Canavese, caldo record e raccolti in crisi: fragole e ciliegie maturano in anticipo, allarme per pascoli e cereali
La prima vera ondata di caldo della stagione sta già presentando il conto all’agricoltura piemontese. Temperature elevate e zero termico anomalo stanno accelerando maturazioni, alterando i cicli produttivi e mettendo sotto pressione coltivazioni, allevamenti e pascoli di montagna. A lanciare l’allarme è Coldiretti Torino, che segnala le prime conseguenze concrete di un clima sempre più estremo sul comparto agricolo del territorio.

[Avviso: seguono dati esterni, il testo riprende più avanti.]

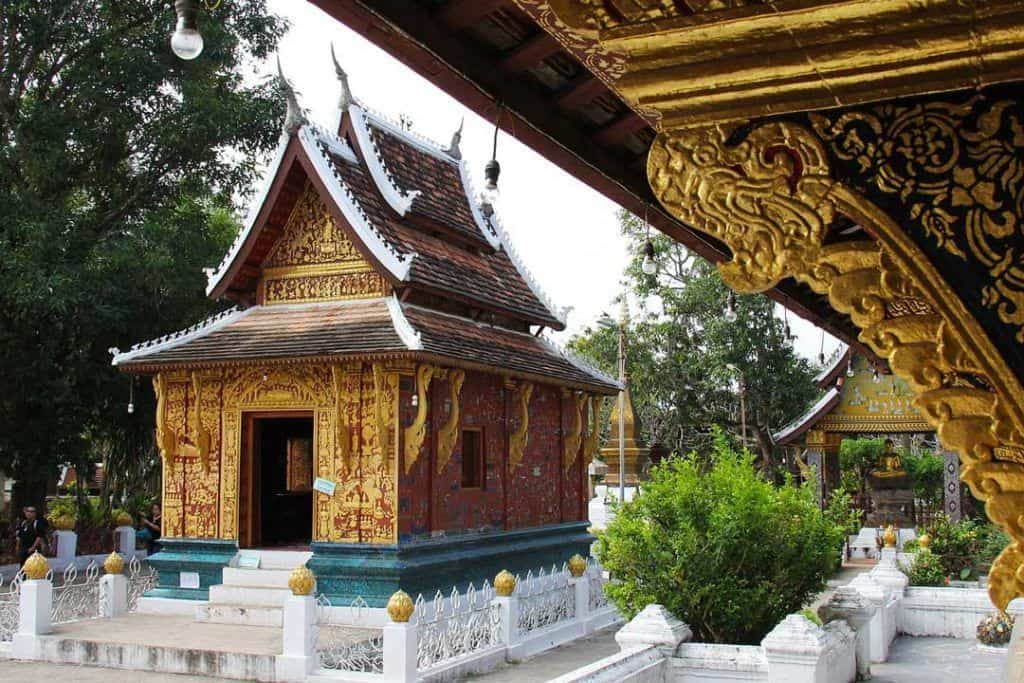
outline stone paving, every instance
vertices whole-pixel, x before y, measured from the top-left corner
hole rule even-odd
[[[907,638],[889,660],[871,665],[873,683],[1001,683],[1006,655],[978,649],[973,639]]]

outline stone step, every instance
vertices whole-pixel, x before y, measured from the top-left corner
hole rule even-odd
[[[284,626],[284,609],[274,605],[232,605],[205,603],[196,606],[196,621],[201,624],[234,626]]]
[[[41,638],[40,655],[44,661],[56,664],[190,674],[242,681],[274,680],[272,654],[44,636]]]
[[[278,586],[227,586],[217,584],[210,587],[211,604],[236,606],[282,607],[292,592]]]
[[[251,586],[288,588],[288,577],[291,569],[239,569],[224,567],[223,584],[225,586]]]

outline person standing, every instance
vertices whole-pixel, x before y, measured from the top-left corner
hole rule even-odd
[[[150,509],[148,516],[142,515],[142,528],[148,531],[147,538],[145,539],[145,554],[153,555],[154,553],[160,552],[160,529],[162,524],[160,512],[160,503],[154,503],[153,507]]]
[[[26,506],[25,518],[18,523],[16,533],[18,564],[25,565],[33,553],[46,551],[46,520],[39,517],[35,506]]]

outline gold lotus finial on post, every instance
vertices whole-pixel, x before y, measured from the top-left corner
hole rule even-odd
[[[416,609],[416,604],[413,602],[413,598],[409,597],[409,593],[402,590],[395,591],[394,594],[388,598],[387,601],[387,613],[391,617],[391,621],[395,624],[406,624],[410,618],[413,617],[413,611]]]
[[[503,598],[507,598],[515,592],[515,577],[508,569],[502,569],[495,577],[495,593]]]
[[[309,595],[313,592],[313,585],[316,577],[305,564],[301,564],[288,574],[288,587],[292,589],[292,595]]]
[[[124,569],[125,560],[117,551],[108,555],[106,559],[103,560],[103,570],[106,573],[121,573]]]
[[[587,570],[587,560],[584,559],[583,555],[577,553],[569,558],[569,573],[574,578],[579,579],[583,575],[583,572]]]
[[[43,557],[42,553],[38,550],[34,552],[22,566],[22,571],[25,572],[25,578],[32,581],[39,581],[40,579],[45,578],[49,570],[49,562],[46,561],[46,558]]]

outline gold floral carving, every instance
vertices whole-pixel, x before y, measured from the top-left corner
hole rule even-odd
[[[529,396],[534,393],[530,382],[519,384],[519,426],[509,436],[509,471],[515,471],[516,465],[522,462],[526,454],[526,443],[529,442]]]
[[[990,596],[1000,608],[1024,595],[1024,391],[961,299],[889,216],[830,177],[821,143],[806,128],[771,123],[734,142],[713,127],[657,136],[648,158],[655,196],[677,217],[724,242],[721,266],[735,289],[763,291],[794,276],[826,295],[914,392],[914,405],[962,476],[1013,542],[994,563]],[[874,241],[825,245],[837,214]],[[893,315],[894,301],[927,303]]]
[[[434,376],[434,367],[423,364],[416,369],[417,409],[413,424],[406,427],[406,474],[420,458],[423,439],[427,435],[427,389]]]
[[[603,407],[604,396],[591,394],[590,429],[587,433],[587,439],[583,444],[583,464],[585,468],[590,467],[590,464],[594,462],[594,456],[597,455],[597,450],[601,445],[601,409]]]
[[[572,420],[569,432],[565,435],[565,442],[562,446],[562,469],[566,472],[572,467],[577,456],[580,455],[580,444],[583,442],[583,404],[584,397],[580,393],[572,392],[569,396],[569,418]]]
[[[462,385],[466,381],[464,370],[450,370],[449,380],[449,401],[452,408],[449,409],[447,419],[437,432],[437,473],[444,471],[452,454],[455,452],[455,443],[459,438],[459,394],[462,392]]]

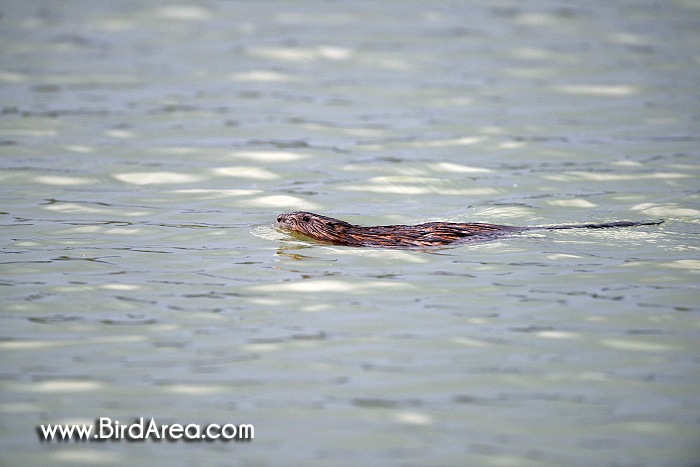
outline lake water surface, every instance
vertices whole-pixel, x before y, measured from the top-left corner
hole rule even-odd
[[[3,465],[693,465],[700,4],[5,2]],[[432,252],[274,227],[539,225]],[[252,424],[41,442],[42,424]]]

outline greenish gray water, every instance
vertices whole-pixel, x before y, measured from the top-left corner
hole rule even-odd
[[[697,2],[1,13],[2,464],[697,462]],[[296,209],[665,223],[426,253]],[[38,439],[98,417],[255,439]]]

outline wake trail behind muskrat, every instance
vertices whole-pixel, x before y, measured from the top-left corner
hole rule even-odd
[[[277,223],[281,228],[320,242],[355,247],[406,249],[486,241],[528,230],[608,229],[658,225],[662,222],[663,220],[642,222],[617,221],[526,227],[460,222],[361,226],[306,211],[277,216]]]

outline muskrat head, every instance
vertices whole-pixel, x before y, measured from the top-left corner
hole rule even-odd
[[[277,224],[286,230],[325,242],[337,242],[345,234],[347,222],[312,212],[297,211],[277,216]]]

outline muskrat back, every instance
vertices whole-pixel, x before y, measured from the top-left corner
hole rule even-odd
[[[332,217],[306,211],[277,216],[278,225],[290,232],[311,237],[320,242],[345,246],[371,248],[426,248],[440,247],[470,241],[484,241],[525,230],[603,229],[656,225],[663,221],[607,222],[600,224],[566,224],[553,226],[517,227],[510,225],[426,222],[417,225],[361,226]]]

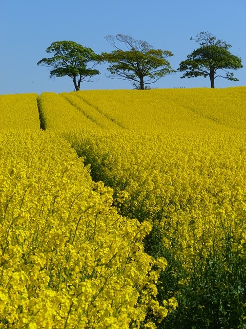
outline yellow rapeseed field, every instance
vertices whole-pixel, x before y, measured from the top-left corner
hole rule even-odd
[[[144,252],[150,222],[119,215],[61,138],[1,137],[1,327],[139,328],[149,309],[166,317],[176,301],[156,300],[166,261]]]
[[[0,129],[39,129],[37,94],[0,95]]]
[[[0,328],[245,328],[246,87],[0,101]]]

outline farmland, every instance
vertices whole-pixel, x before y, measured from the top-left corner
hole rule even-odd
[[[245,101],[0,96],[2,327],[244,328]]]

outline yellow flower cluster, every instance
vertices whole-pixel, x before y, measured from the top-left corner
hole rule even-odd
[[[93,176],[113,188],[121,213],[151,220],[163,247],[186,268],[219,252],[230,237],[245,253],[245,133],[78,132],[67,138]]]
[[[150,222],[118,215],[57,134],[2,132],[0,145],[0,326],[140,328],[148,314],[155,327],[150,314],[176,303],[156,298],[166,262],[144,251]]]
[[[40,128],[37,94],[0,95],[0,129]]]

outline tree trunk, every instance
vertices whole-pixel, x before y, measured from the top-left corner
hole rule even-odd
[[[78,90],[79,90],[80,88],[80,83],[77,84],[77,81],[76,81],[76,76],[73,76],[73,84],[74,85],[74,87],[75,88],[75,90],[76,92],[77,92]]]
[[[145,90],[145,83],[144,82],[144,78],[140,77],[140,89],[141,90]]]
[[[210,69],[209,77],[210,78],[211,88],[214,88],[214,70],[212,68]]]

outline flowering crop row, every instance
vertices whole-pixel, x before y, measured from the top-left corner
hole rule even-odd
[[[79,97],[80,94],[76,92],[69,93],[63,93],[59,95],[65,97],[69,102],[82,112],[85,115],[95,122],[99,127],[109,130],[121,128],[120,125],[114,123],[110,117],[107,117],[102,114],[98,107],[85,101],[83,98]]]
[[[66,138],[91,163],[93,179],[113,188],[121,214],[152,223],[146,250],[168,264],[159,298],[175,292],[179,304],[160,327],[244,328],[245,133],[122,130]]]
[[[46,129],[60,131],[97,128],[94,121],[60,95],[43,93],[39,97],[39,104]]]
[[[167,132],[246,129],[246,87],[144,92],[85,90],[76,95],[128,129]]]
[[[96,180],[128,195],[123,213],[158,220],[164,247],[175,245],[184,266],[198,251],[206,255],[219,248],[226,234],[245,239],[244,133],[121,131],[68,138],[91,164]]]
[[[61,137],[3,133],[0,143],[0,326],[155,327],[166,260],[144,252],[149,222],[127,220],[112,192]]]
[[[1,129],[39,129],[37,94],[0,95]]]

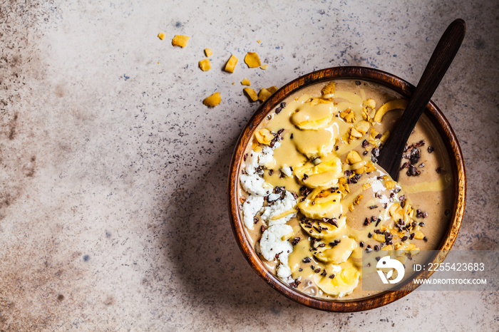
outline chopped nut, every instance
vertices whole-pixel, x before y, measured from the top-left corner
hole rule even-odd
[[[362,120],[355,125],[355,129],[356,129],[357,131],[361,133],[362,135],[367,133],[367,130],[369,130],[369,127],[371,127],[371,125],[365,120]]]
[[[363,197],[364,196],[362,196],[361,194],[357,196],[355,200],[354,201],[354,204],[359,205],[359,203],[361,202],[361,199],[362,199]]]
[[[370,173],[371,172],[374,172],[375,170],[376,166],[374,166],[374,165],[373,165],[373,163],[371,162],[367,162],[364,165],[364,171],[366,173]]]
[[[200,68],[202,71],[209,71],[212,66],[208,59],[202,59],[200,61]]]
[[[351,128],[350,130],[350,140],[357,140],[361,137],[362,137],[362,134],[361,133],[359,133],[359,130],[357,130],[356,129]]]
[[[220,98],[220,93],[216,92],[210,97],[205,98],[205,100],[202,100],[202,103],[208,107],[213,107],[220,104],[220,101],[222,101],[222,98]]]
[[[172,45],[174,46],[185,47],[187,46],[187,43],[189,41],[188,36],[175,35],[172,39]]]
[[[254,52],[248,52],[245,56],[245,62],[250,68],[256,68],[262,66],[258,54]]]
[[[229,60],[227,61],[227,64],[225,65],[225,71],[227,71],[229,73],[234,73],[234,68],[236,67],[236,64],[237,63],[237,58],[232,54],[230,56],[230,58],[229,58]]]
[[[374,233],[373,234],[373,239],[376,240],[378,242],[384,242],[386,241],[385,239],[385,234],[376,234]]]
[[[351,108],[347,108],[341,112],[339,117],[342,118],[346,123],[354,123],[355,122],[355,113]]]

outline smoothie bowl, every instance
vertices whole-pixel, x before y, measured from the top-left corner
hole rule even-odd
[[[398,181],[376,164],[413,90],[375,69],[324,69],[284,85],[250,120],[230,165],[230,214],[243,254],[273,288],[321,310],[374,308],[416,286],[363,290],[371,266],[363,254],[451,248],[465,169],[433,102],[409,138]]]

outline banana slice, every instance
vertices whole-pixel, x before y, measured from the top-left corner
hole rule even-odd
[[[325,247],[321,247],[325,245]],[[336,242],[331,242],[329,244],[316,242],[314,256],[319,261],[326,263],[339,264],[346,261],[351,252],[357,247],[357,242],[354,239],[344,237]]]
[[[328,159],[317,165],[309,162],[302,167],[295,167],[294,175],[298,181],[311,188],[330,188],[336,185],[342,175],[341,160],[338,157]]]
[[[302,104],[291,116],[291,122],[302,130],[324,128],[331,122],[336,108],[332,103]]]
[[[294,133],[293,142],[297,150],[309,159],[324,157],[334,148],[338,125],[317,130],[300,130]]]
[[[297,207],[307,218],[334,218],[341,214],[341,194],[337,191],[315,188]]]
[[[378,108],[374,115],[374,121],[377,123],[381,123],[383,119],[383,115],[384,115],[387,112],[392,110],[405,110],[407,107],[408,100],[407,99],[393,99],[387,103],[385,103]]]
[[[338,237],[344,232],[346,225],[346,218],[342,217],[336,219],[336,222],[338,224],[337,227],[330,222],[302,219],[300,226],[314,238],[329,242],[333,241],[333,239]]]
[[[316,274],[314,275],[314,281],[324,293],[343,297],[351,294],[357,286],[360,273],[355,267],[350,266],[335,274],[334,278],[331,279],[329,276]]]

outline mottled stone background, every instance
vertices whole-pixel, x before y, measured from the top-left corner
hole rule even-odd
[[[455,247],[497,249],[494,2],[0,1],[0,330],[498,330],[496,292],[416,291],[355,313],[295,304],[246,263],[225,202],[258,107],[243,78],[259,89],[360,65],[416,83],[461,17],[468,34],[433,98],[468,172]],[[247,51],[268,69],[246,68]]]

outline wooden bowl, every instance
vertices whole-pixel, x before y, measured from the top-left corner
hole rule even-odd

Nel Torinese la stagione delle fragole è già in fase di chiusura con circa quindici giorni di anticipo rispetto alla norma. Stessa situazione per le ciliegie, che stanno maturando contemporaneamente, comprese le varietà tardive normalmente destinate a coprire il mercato per tutto il mese di giugno. Una concentrazione improvvisa della produzione che rischia di provocare un eccesso di offerta, il conseguente crollo dei prezzi e, successivamente, una carenza di prodotto fresco nelle prossime settimane.
Il caldo anomalo sta influenzando negativamente anche le coltivazioni cerealicole. Il grano si trova infatti nella delicata fase di formazione dei chicchi all’interno delle spighe proprio mentre le temperature raggiungono valori elevati. La conseguenza potrebbe essere una maturazione anticipata ma con chicchi più piccoli e una qualità nutrizionale inferiore.
Problemi anche per il mais, con gli agricoltori costretti ad anticipare le irrigazioni per evitare stress idrici alle colture. Una scelta che comporta inevitabilmente un aumento dei costi di produzione. Le alte temperature favoriscono inoltre la proliferazione di funghi e insetti parassiti, in particolare specie aliene ormai stabilmente presenti nelle campagne piemontesi a causa del cambiamento climatico.
Le conseguenze del caldo si stanno già facendo sentire anche in montagna. Tra pochi giorni dovrebbe iniziare la tradizionale monticazione delle mandrie verso gli alpeggi, ma i pascoli tra i 1.200 e i 1.500 metri risultano già in piena crescita e fioritura, con i primi segnali di disseccamento. Il rischio è che i margari trovino erba già secca nel momento del trasferimento degli animali, con ripercussioni sull’alimentazione delle mandrie e sulla produzione di latte destinato ai formaggi d’alpeggio.
«I vegetali che si coltivano da sempre alle nostre latitudini sono adattati a un clima che si scalda lentamente – spiega il presidente di Coldiretti Torino, Bruno Mecca Cici –. Nel mese di maggio le coltivazioni si avviano gradualmente verso la maturazione e quantità e qualità dei raccolti dipendono proprio da questa progressione naturale. Le accelerazioni fanno male alla nostra agricoltura».
Anche gli allevamenti stanno subendo gli effetti del caldo precoce. Nelle stalle sono già stati attivati ventilatori, doccette e sistemi di raffrescamento automatico per garantire il benessere animale, con un conseguente aumento dei consumi energetici.
A preoccupare è infine anche la situazione in alta quota. Nonostante un inverno caratterizzato da un buon innevamento, le temperature elevate di questi giorni stanno accelerando lo scioglimento dei nevai alpini. «Con lo zero termico arrivato a 4.800 metri – conclude Mecca Cici – i nevai che normalmente si sciolgono nel mese di giugno sono già quasi scomparsi. I corsi d’acqua sono oggi in piena stagionale, ma il rischio è di ritrovarsi con meno disponibilità idrica proprio nel cuore dell’estate».